The Government way of dealing with the high cost of medication, as announced recently by the Cabinet Secretary for Health Sicily Kariuku, is control prices of drugs. But experts say price control will not work.  “We are tinkering around with uncoordinated, knee-jerk, short-term solutions,” says Dr Gitonga.

Controlling the price of drugs might help in outpatient where the cost of drug is the largest component, but for inpatient, the cost of is driven up by fees. “Even if you control cost without managing poly-pharmacy it is an exercise in futility. They will just increase the volume of drugs,” says Dr Gitonga.

Dr Gitonga says that the Ministry of Health has treatment guidelines as well as market recommended retail and wholesale prices. “But who educates the consumer?”

Many countries have treatment protocols, a formula that physicians follow. And should they deviate from the formulae then they need to explain why they had to do that.  “When people follow protocol, it is easy to price healthcare and even compare,” says Gitonga.

The country can also go for strategic purchasing of healthcare, where providers are paid according to outcomes, what they have been able to achieve, or quality. The country may look at capitation, a pre-paid amount to take care a certain group.
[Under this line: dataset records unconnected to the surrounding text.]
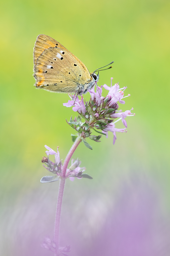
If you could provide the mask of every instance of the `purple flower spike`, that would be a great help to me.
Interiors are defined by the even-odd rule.
[[[58,165],[59,164],[59,163],[60,162],[60,153],[59,152],[59,151],[58,151],[58,149],[59,147],[58,146],[57,147],[57,152],[56,152],[55,151],[54,151],[54,150],[53,150],[53,149],[52,149],[52,148],[51,148],[50,147],[46,145],[45,145],[44,147],[45,148],[46,148],[47,149],[48,149],[49,150],[49,151],[48,151],[47,150],[47,151],[45,152],[47,156],[49,156],[50,155],[54,155],[56,163]]]
[[[96,92],[94,90],[94,87],[92,90],[89,90],[89,92],[92,98],[92,99],[94,100],[95,97],[95,101],[98,105],[99,105],[101,101],[101,96],[102,93],[102,88],[99,86],[97,86],[98,90],[96,90]]]
[[[73,96],[71,94],[71,96],[70,96],[73,99],[71,100],[69,100],[67,103],[63,103],[63,106],[67,108],[73,107],[73,111],[75,112],[78,111],[80,113],[81,111],[83,114],[85,114],[86,113],[86,108],[82,96],[81,97],[81,100],[79,100],[78,97],[77,97],[75,104],[75,101],[76,97],[75,94],[74,94]]]
[[[132,108],[130,110],[126,110],[124,112],[119,112],[118,113],[115,113],[110,115],[112,117],[116,118],[116,117],[122,117],[122,121],[125,127],[127,127],[127,123],[125,118],[128,115],[134,115],[133,113],[131,113],[131,110],[133,110]]]
[[[109,126],[107,126],[104,130],[103,130],[103,132],[105,133],[107,135],[107,137],[108,136],[108,131],[110,131],[113,133],[113,145],[115,143],[116,140],[117,139],[116,132],[119,133],[126,133],[127,131],[126,131],[126,128],[122,129],[118,129],[118,128],[115,128],[115,125],[114,123],[111,124]]]

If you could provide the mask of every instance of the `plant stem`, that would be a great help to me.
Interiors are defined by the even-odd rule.
[[[64,186],[65,182],[65,176],[67,168],[73,153],[82,140],[82,139],[80,139],[79,137],[78,137],[70,150],[65,159],[63,167],[62,177],[60,179],[54,226],[54,242],[56,244],[56,250],[55,253],[55,256],[57,256],[59,252],[60,218]]]
[[[60,179],[60,185],[58,190],[58,195],[56,209],[56,219],[54,224],[54,240],[56,244],[56,251],[55,255],[57,255],[59,248],[59,233],[60,231],[60,218],[62,205],[62,201],[64,193],[64,185],[65,182],[65,178],[61,178]]]
[[[76,148],[78,146],[78,145],[81,142],[82,140],[82,139],[80,139],[80,137],[78,137],[75,142],[74,144],[70,148],[70,151],[67,154],[67,155],[66,157],[64,164],[63,167],[63,169],[62,170],[62,176],[63,177],[65,177],[65,173],[67,170],[67,168],[69,164],[69,161],[70,160],[70,159],[73,153],[75,151]]]

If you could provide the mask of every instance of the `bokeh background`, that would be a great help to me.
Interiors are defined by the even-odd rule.
[[[170,7],[167,0],[1,2],[1,255],[53,255],[40,244],[52,238],[58,184],[40,183],[48,174],[41,160],[45,144],[64,159],[74,131],[65,119],[75,113],[63,106],[67,95],[33,86],[41,34],[90,72],[114,60],[98,85],[112,77],[127,86],[121,108],[136,113],[114,146],[110,134],[76,151],[94,179],[67,180],[61,245],[72,245],[71,256],[169,255]]]

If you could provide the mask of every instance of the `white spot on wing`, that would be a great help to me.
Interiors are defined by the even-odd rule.
[[[59,59],[60,59],[61,57],[61,55],[60,53],[58,52],[56,55],[56,57],[57,58],[58,58]]]

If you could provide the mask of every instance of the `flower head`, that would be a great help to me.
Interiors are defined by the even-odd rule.
[[[81,112],[83,114],[85,114],[86,113],[86,108],[82,96],[81,96],[81,100],[79,100],[75,94],[73,96],[72,94],[69,96],[71,100],[69,100],[67,103],[63,103],[63,106],[67,108],[73,107],[73,111],[75,112],[78,111],[79,113],[80,113]]]
[[[43,166],[49,172],[56,174],[55,176],[44,176],[41,179],[41,183],[52,182],[58,180],[60,177],[64,177],[65,178],[69,178],[70,179],[73,181],[75,177],[78,179],[82,178],[88,178],[92,179],[92,177],[87,174],[82,174],[83,172],[86,170],[85,167],[80,167],[81,162],[80,160],[75,159],[74,162],[74,159],[71,160],[71,164],[70,167],[67,168],[65,176],[63,176],[62,173],[63,166],[61,161],[60,161],[59,151],[57,147],[57,152],[56,152],[50,148],[45,145],[45,146],[49,151],[46,151],[46,153],[48,156],[49,155],[54,155],[55,156],[55,162],[51,161],[49,157],[43,156],[41,160],[42,162],[45,165],[43,165]]]

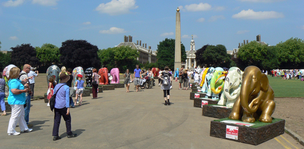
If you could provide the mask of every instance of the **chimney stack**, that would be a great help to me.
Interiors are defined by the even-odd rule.
[[[256,41],[261,41],[261,35],[259,34],[256,36]]]

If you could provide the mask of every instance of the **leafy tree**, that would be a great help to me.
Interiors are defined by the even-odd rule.
[[[67,40],[59,48],[60,62],[67,68],[80,66],[86,69],[99,68],[100,62],[97,55],[98,48],[85,40]]]
[[[185,62],[187,59],[185,48],[181,43],[181,62]],[[159,68],[164,68],[168,66],[171,69],[174,69],[174,61],[175,54],[175,39],[165,39],[165,40],[160,42],[157,45],[157,64]]]
[[[203,59],[203,58],[202,55],[208,45],[208,44],[204,45],[203,47],[202,47],[202,48],[197,50],[196,52],[195,53],[195,61],[196,61],[197,65],[198,66],[201,66],[201,68],[203,68],[203,67],[206,65],[206,64],[203,63],[204,60]]]
[[[139,63],[137,58],[139,53],[135,49],[128,46],[109,47],[98,51],[98,56],[102,67],[108,70],[118,68],[124,72],[127,69],[132,69]]]
[[[36,57],[36,51],[30,43],[17,45],[11,47],[13,51],[11,57],[13,64],[21,68],[24,64],[29,64],[32,67],[39,65],[39,60]]]
[[[60,62],[59,48],[51,43],[45,43],[41,47],[35,48],[37,57],[43,65],[51,66],[53,63],[59,64]]]
[[[208,45],[201,55],[200,62],[207,67],[230,67],[231,64],[231,55],[222,44]]]
[[[278,58],[282,69],[299,69],[304,63],[304,41],[291,38],[281,41],[276,46]],[[299,68],[301,67],[301,68]]]

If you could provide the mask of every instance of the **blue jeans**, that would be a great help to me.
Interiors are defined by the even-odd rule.
[[[25,120],[26,125],[28,125],[28,121],[29,120],[29,110],[30,109],[30,95],[28,94],[27,95],[27,96],[26,96],[25,97],[26,98],[26,101],[25,101],[26,107],[24,108],[24,120]]]
[[[0,104],[1,104],[1,110],[4,111],[6,110],[5,108],[5,103],[4,102],[4,96],[5,94],[4,92],[0,92]]]

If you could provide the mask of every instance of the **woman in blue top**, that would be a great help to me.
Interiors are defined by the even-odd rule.
[[[9,123],[8,133],[9,135],[17,135],[20,134],[15,130],[17,124],[19,123],[21,132],[28,132],[32,130],[28,129],[26,122],[24,120],[24,107],[25,104],[25,94],[27,88],[24,89],[25,84],[28,79],[31,79],[33,76],[28,77],[22,81],[19,77],[20,70],[18,67],[14,67],[10,70],[9,77],[9,95],[8,97],[9,104],[12,107],[12,116]]]
[[[75,86],[77,86],[77,90],[76,90],[76,97],[75,98],[75,105],[76,105],[76,102],[78,99],[78,95],[80,94],[80,103],[79,103],[79,106],[81,106],[82,103],[82,95],[84,93],[84,83],[85,81],[82,80],[83,76],[81,74],[77,75],[78,80],[75,83]]]

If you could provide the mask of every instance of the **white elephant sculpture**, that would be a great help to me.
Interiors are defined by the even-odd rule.
[[[229,69],[225,79],[223,93],[221,94],[218,105],[233,107],[234,103],[240,95],[244,72],[236,67]]]

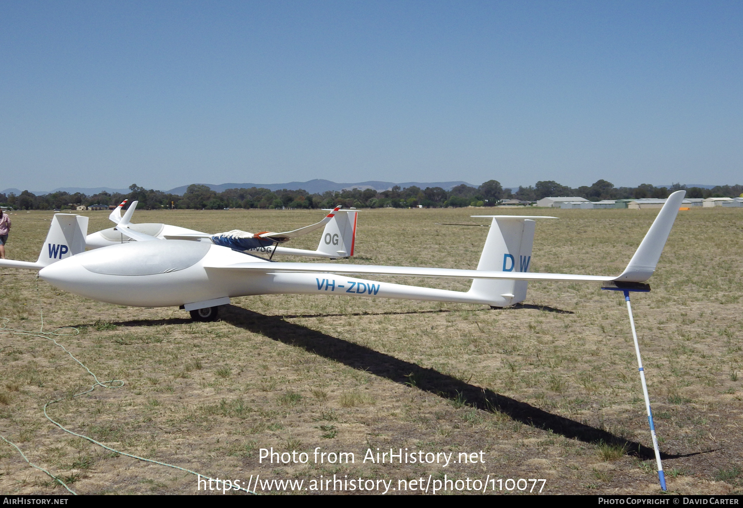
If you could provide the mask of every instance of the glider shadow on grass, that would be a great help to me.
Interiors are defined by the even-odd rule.
[[[500,412],[513,420],[545,431],[551,431],[569,439],[585,443],[609,443],[623,446],[628,455],[643,459],[655,457],[652,448],[636,441],[616,436],[600,429],[552,414],[526,403],[496,394],[492,390],[474,386],[435,369],[425,368],[384,353],[343,339],[322,333],[285,321],[282,316],[265,316],[234,305],[223,307],[221,319],[254,333],[276,340],[343,363],[351,368],[363,370],[395,382],[415,385],[450,400],[464,400],[467,406],[489,412]],[[691,455],[697,455],[689,454]],[[663,458],[688,455],[661,453]]]

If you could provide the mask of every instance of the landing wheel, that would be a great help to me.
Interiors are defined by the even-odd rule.
[[[219,315],[218,307],[206,307],[203,309],[190,310],[191,319],[194,321],[216,321]]]

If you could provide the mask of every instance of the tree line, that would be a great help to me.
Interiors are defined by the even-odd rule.
[[[356,208],[425,208],[493,206],[504,200],[518,199],[533,202],[547,197],[577,196],[591,201],[604,199],[666,198],[676,190],[686,189],[687,198],[735,198],[743,195],[743,186],[724,185],[713,189],[690,187],[675,183],[670,187],[656,187],[643,183],[637,187],[615,187],[611,182],[599,180],[591,186],[577,189],[553,180],[539,181],[528,187],[520,186],[515,192],[504,189],[496,180],[477,187],[458,185],[451,190],[441,187],[420,189],[415,186],[377,192],[373,189],[353,189],[310,194],[305,190],[283,189],[271,191],[262,187],[228,189],[217,192],[204,185],[190,185],[184,195],[169,194],[146,189],[136,183],[129,186],[130,192],[101,192],[86,195],[80,192],[51,192],[36,195],[25,190],[16,195],[0,193],[0,205],[22,210],[74,209],[79,205],[115,205],[125,199],[139,201],[137,208],[145,209],[223,209],[224,208],[333,208],[338,205]]]

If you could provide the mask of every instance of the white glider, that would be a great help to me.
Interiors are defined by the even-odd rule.
[[[684,194],[678,191],[669,197],[618,276],[529,273],[534,221],[527,216],[497,215],[493,216],[477,270],[276,263],[184,240],[134,241],[84,252],[88,219],[65,214],[55,215],[36,263],[0,260],[0,267],[39,270],[39,276],[53,286],[91,299],[134,307],[180,306],[201,320],[215,319],[218,306],[232,297],[260,294],[343,294],[504,307],[525,297],[530,280],[644,282],[655,271]],[[125,234],[148,239],[129,231],[127,221],[125,214],[120,223]],[[454,277],[473,282],[469,291],[462,292],[345,274]]]
[[[88,248],[97,249],[131,241],[141,241],[143,237],[137,235],[137,233],[142,233],[159,239],[207,241],[237,250],[271,255],[285,254],[337,259],[349,258],[354,255],[357,210],[342,209],[341,206],[330,210],[330,213],[319,222],[291,231],[283,232],[262,231],[251,233],[241,229],[232,229],[221,233],[210,234],[170,224],[131,224],[132,214],[137,208],[137,201],[132,202],[126,213],[122,216],[121,210],[126,201],[124,200],[108,216],[111,221],[116,223],[116,227],[88,235],[85,241]],[[279,245],[292,238],[312,232],[323,226],[325,230],[315,250],[292,249]]]

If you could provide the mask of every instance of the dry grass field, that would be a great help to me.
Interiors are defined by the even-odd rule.
[[[475,268],[487,229],[436,223],[480,224],[469,215],[493,212],[362,210],[357,255],[337,262]],[[611,275],[623,268],[657,210],[549,212],[560,220],[537,224],[532,271]],[[110,226],[106,212],[84,213],[90,232]],[[319,217],[163,211],[137,212],[134,220],[281,231]],[[11,218],[8,257],[35,261],[51,212]],[[291,247],[314,249],[318,238]],[[742,253],[743,211],[681,212],[649,281],[652,291],[634,296],[671,492],[743,491]],[[620,294],[598,284],[530,283],[525,305],[504,310],[245,297],[233,299],[218,322],[194,323],[175,308],[91,302],[43,281],[37,292],[35,274],[22,270],[0,270],[0,280],[7,328],[38,330],[43,307],[45,330],[76,328],[79,334],[59,343],[100,380],[125,382],[71,398],[93,382],[80,365],[48,339],[0,334],[0,435],[79,494],[192,494],[197,481],[63,432],[44,416],[51,400],[62,399],[50,416],[73,432],[244,485],[260,475],[305,480],[306,487],[334,474],[392,481],[392,494],[400,493],[393,491],[399,480],[490,475],[502,481],[503,493],[508,478],[544,478],[542,492],[551,494],[659,492],[626,309]],[[260,449],[271,447],[308,452],[310,460],[259,463]],[[355,462],[314,463],[317,447],[354,452]],[[482,451],[484,463],[363,463],[370,448],[453,452],[455,460]],[[0,492],[65,491],[0,441]]]

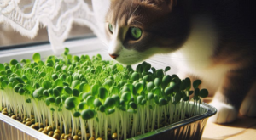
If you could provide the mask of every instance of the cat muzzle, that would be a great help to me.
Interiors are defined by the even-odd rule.
[[[109,54],[109,56],[114,59],[116,59],[117,57],[119,57],[119,54]]]

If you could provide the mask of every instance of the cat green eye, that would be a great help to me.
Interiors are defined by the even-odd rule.
[[[143,31],[140,28],[131,27],[130,33],[133,39],[137,40],[142,36]]]
[[[108,24],[108,30],[113,34],[113,26],[111,24]]]

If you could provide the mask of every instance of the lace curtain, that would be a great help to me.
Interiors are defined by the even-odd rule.
[[[37,36],[47,27],[53,51],[62,52],[73,23],[87,25],[105,41],[104,17],[110,0],[0,0],[0,24],[9,24],[21,35]]]

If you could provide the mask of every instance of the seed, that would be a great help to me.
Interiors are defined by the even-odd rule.
[[[47,131],[48,131],[48,132],[52,131],[52,126],[49,126],[47,127]]]
[[[60,134],[60,133],[61,133],[61,131],[60,131],[59,129],[56,129],[56,130],[55,131],[55,133]]]
[[[15,120],[16,120],[16,118],[17,118],[17,117],[16,117],[16,115],[12,115],[12,116],[11,116],[11,118],[12,118],[12,119],[15,119]]]
[[[55,133],[54,136],[52,137],[53,138],[58,139],[60,135],[58,133]]]
[[[4,110],[2,111],[2,114],[5,115],[8,115],[7,111],[4,111]]]
[[[137,132],[136,133],[136,136],[138,136],[138,135],[141,135],[141,132]]]
[[[73,140],[72,137],[68,137],[67,140]]]
[[[50,136],[50,137],[52,137],[53,134],[54,134],[53,131],[50,131],[50,132],[48,132],[48,135]]]
[[[112,138],[113,139],[117,139],[117,133],[116,132],[112,134]]]
[[[78,132],[78,135],[79,135],[79,136],[81,136],[81,132],[80,132],[80,131]]]
[[[31,126],[31,124],[32,124],[32,122],[31,121],[27,121],[27,122],[26,122],[26,126]]]
[[[46,134],[46,135],[47,135],[47,131],[44,130],[44,131],[42,131],[42,132],[43,132],[44,134]]]
[[[44,124],[40,123],[40,128],[44,127]]]
[[[73,136],[73,140],[79,140],[79,136],[78,136],[78,135]]]
[[[44,128],[40,128],[39,130],[38,130],[38,132],[43,132],[44,129]]]
[[[35,123],[35,126],[38,127],[38,126],[39,126],[39,123],[38,123],[38,122],[36,122],[36,123]]]
[[[95,140],[94,137],[89,138],[89,140]]]
[[[31,125],[31,126],[30,127],[32,127],[32,128],[33,128],[33,129],[38,129],[38,126],[36,126],[36,125]]]
[[[64,137],[65,137],[65,134],[62,133],[61,136],[61,139],[64,139]]]
[[[31,122],[32,122],[32,123],[35,123],[35,121],[36,121],[35,119],[32,119],[32,120],[31,120]]]
[[[64,136],[64,139],[67,139],[68,137],[70,137],[70,134],[67,134]]]

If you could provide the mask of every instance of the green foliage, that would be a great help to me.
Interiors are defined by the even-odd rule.
[[[188,102],[193,93],[195,101],[208,95],[207,89],[199,89],[200,80],[193,82],[194,92],[189,78],[166,75],[170,67],[156,70],[143,62],[133,70],[102,60],[100,54],[90,58],[68,53],[66,48],[61,58],[49,56],[44,62],[36,53],[34,62],[0,64],[0,89],[13,89],[26,97],[26,103],[43,100],[51,111],[61,111],[63,106],[84,120],[97,117],[97,111],[137,113],[143,105],[154,109]]]

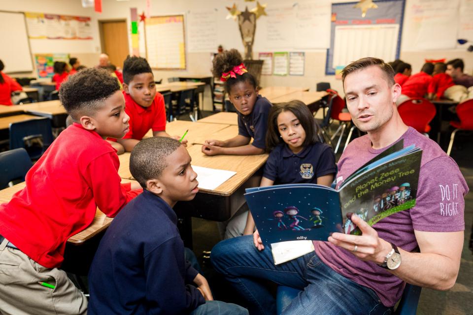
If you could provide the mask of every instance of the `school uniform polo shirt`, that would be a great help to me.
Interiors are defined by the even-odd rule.
[[[428,93],[435,93],[437,98],[443,96],[445,90],[455,85],[452,77],[446,73],[438,73],[432,78],[427,88]]]
[[[166,129],[166,109],[164,97],[156,93],[153,103],[143,107],[135,102],[129,94],[123,92],[125,96],[125,111],[130,116],[130,131],[123,139],[141,140],[150,129],[162,131]]]
[[[409,76],[406,75],[405,74],[403,74],[402,73],[396,73],[394,76],[394,82],[401,86],[403,86],[403,84],[404,84],[408,78]]]
[[[26,174],[26,187],[0,205],[0,235],[40,265],[61,266],[68,239],[92,222],[97,208],[113,217],[142,190],[121,184],[116,151],[74,123]]]
[[[0,83],[0,104],[12,105],[11,93],[21,91],[23,88],[16,81],[0,71],[0,75],[3,77],[3,83]]]
[[[335,155],[328,145],[316,142],[295,154],[281,144],[270,154],[263,176],[275,184],[317,184],[317,177],[336,172]]]
[[[266,148],[268,117],[272,106],[266,97],[258,95],[253,111],[249,115],[238,113],[238,134],[247,138],[253,138],[251,144],[260,149]]]
[[[424,97],[432,81],[432,76],[421,71],[409,77],[403,85],[401,92],[409,97]]]

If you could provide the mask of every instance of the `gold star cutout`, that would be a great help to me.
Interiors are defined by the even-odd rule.
[[[373,3],[373,0],[361,0],[353,7],[361,9],[361,17],[364,18],[366,16],[366,11],[368,9],[377,9],[378,6]]]
[[[226,7],[227,9],[228,10],[228,12],[230,12],[230,14],[227,16],[227,19],[228,20],[231,18],[233,19],[234,21],[236,21],[236,17],[241,14],[241,12],[236,8],[236,4],[234,3],[233,6],[232,7],[229,7],[228,6]]]
[[[256,15],[256,18],[258,18],[262,15],[267,15],[266,12],[265,12],[265,9],[266,8],[266,4],[263,4],[262,5],[260,4],[259,1],[256,1],[256,7],[251,9],[251,12],[254,13]]]

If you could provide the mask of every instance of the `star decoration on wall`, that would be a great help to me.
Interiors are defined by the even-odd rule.
[[[234,3],[233,6],[232,7],[225,7],[227,8],[227,9],[228,10],[228,12],[230,12],[228,15],[227,16],[227,19],[233,19],[234,21],[236,21],[236,18],[238,15],[241,14],[241,11],[238,11],[238,9],[236,8],[236,4]]]
[[[366,11],[368,9],[377,9],[378,6],[373,3],[373,0],[361,0],[353,7],[361,9],[361,17],[364,18],[366,16]]]
[[[258,18],[262,15],[266,15],[266,12],[265,12],[265,9],[266,8],[266,4],[261,5],[260,2],[256,1],[256,7],[251,9],[251,12],[256,15],[256,18]]]
[[[247,21],[248,22],[251,22],[251,20],[250,20],[250,17],[251,16],[252,14],[254,14],[254,13],[252,13],[249,11],[248,10],[248,7],[247,6],[245,8],[245,11],[241,13],[241,16],[243,17],[243,21],[241,21],[241,23]]]

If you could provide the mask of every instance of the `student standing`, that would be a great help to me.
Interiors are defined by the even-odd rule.
[[[22,91],[23,88],[15,80],[2,72],[5,65],[0,60],[0,104],[13,105],[11,94],[16,91]]]
[[[85,314],[87,298],[59,269],[68,239],[90,225],[98,207],[114,217],[142,191],[120,184],[118,157],[104,140],[128,129],[117,80],[84,70],[59,95],[77,123],[33,165],[26,187],[0,205],[0,313]]]
[[[123,63],[123,95],[125,111],[130,116],[130,130],[118,142],[131,152],[146,132],[153,130],[154,137],[170,137],[166,132],[166,109],[164,97],[156,92],[153,71],[144,58],[127,57]],[[179,139],[179,136],[174,136]],[[186,139],[183,144],[187,143]]]
[[[202,152],[208,156],[262,154],[266,147],[265,138],[271,103],[258,94],[258,82],[248,73],[236,49],[216,56],[212,71],[214,76],[225,82],[225,91],[238,111],[238,135],[225,141],[206,140]]]
[[[299,100],[274,105],[270,111],[267,149],[271,151],[260,187],[274,184],[318,184],[330,187],[337,172],[335,155],[318,141],[315,121]],[[252,234],[255,222],[248,215],[243,234]]]
[[[89,275],[89,315],[247,315],[214,301],[207,280],[184,259],[172,208],[194,199],[199,183],[182,143],[143,139],[132,152],[130,168],[144,191],[100,242]]]

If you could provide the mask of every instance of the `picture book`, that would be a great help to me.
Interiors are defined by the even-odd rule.
[[[246,189],[264,243],[327,240],[334,232],[359,234],[356,214],[370,225],[415,205],[422,150],[393,144],[346,178],[338,189],[316,184]]]

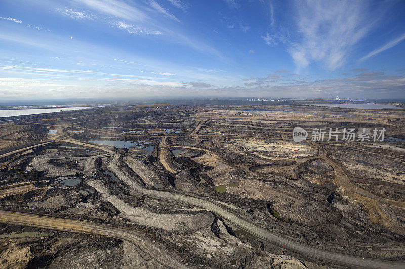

They can also look at bundle of services. “In India, you get a package, heart surgery is Sh500,000,” says Gitonga.

An official at the Ministry of Health, who did not want his name revealed as he is not allowed to speak to media, insisted that the market has been liberalised and so players are free to set their own prices, though he said the recommended markup is 30 per cent.

He also denied that the Government was trying to control the price of drugs, noting that the Government was only trying to regulate it, make it transparent.

“So that if you buy a drug at 30 cents, it does not make sense for you to add Sh5 as your markup,” he said.

 “We shall assess many factors, just as the Energy Regulatory Authority (ERC) does with petroleum, and then recommend a price,” said the official.

When a market suffers from asymmetry information as Kenya’s healthcare, the cure is always strong regulation from Government to prevent exploitation of buyers.

A well-organised public sector can go a long way in curing the  market imperfection.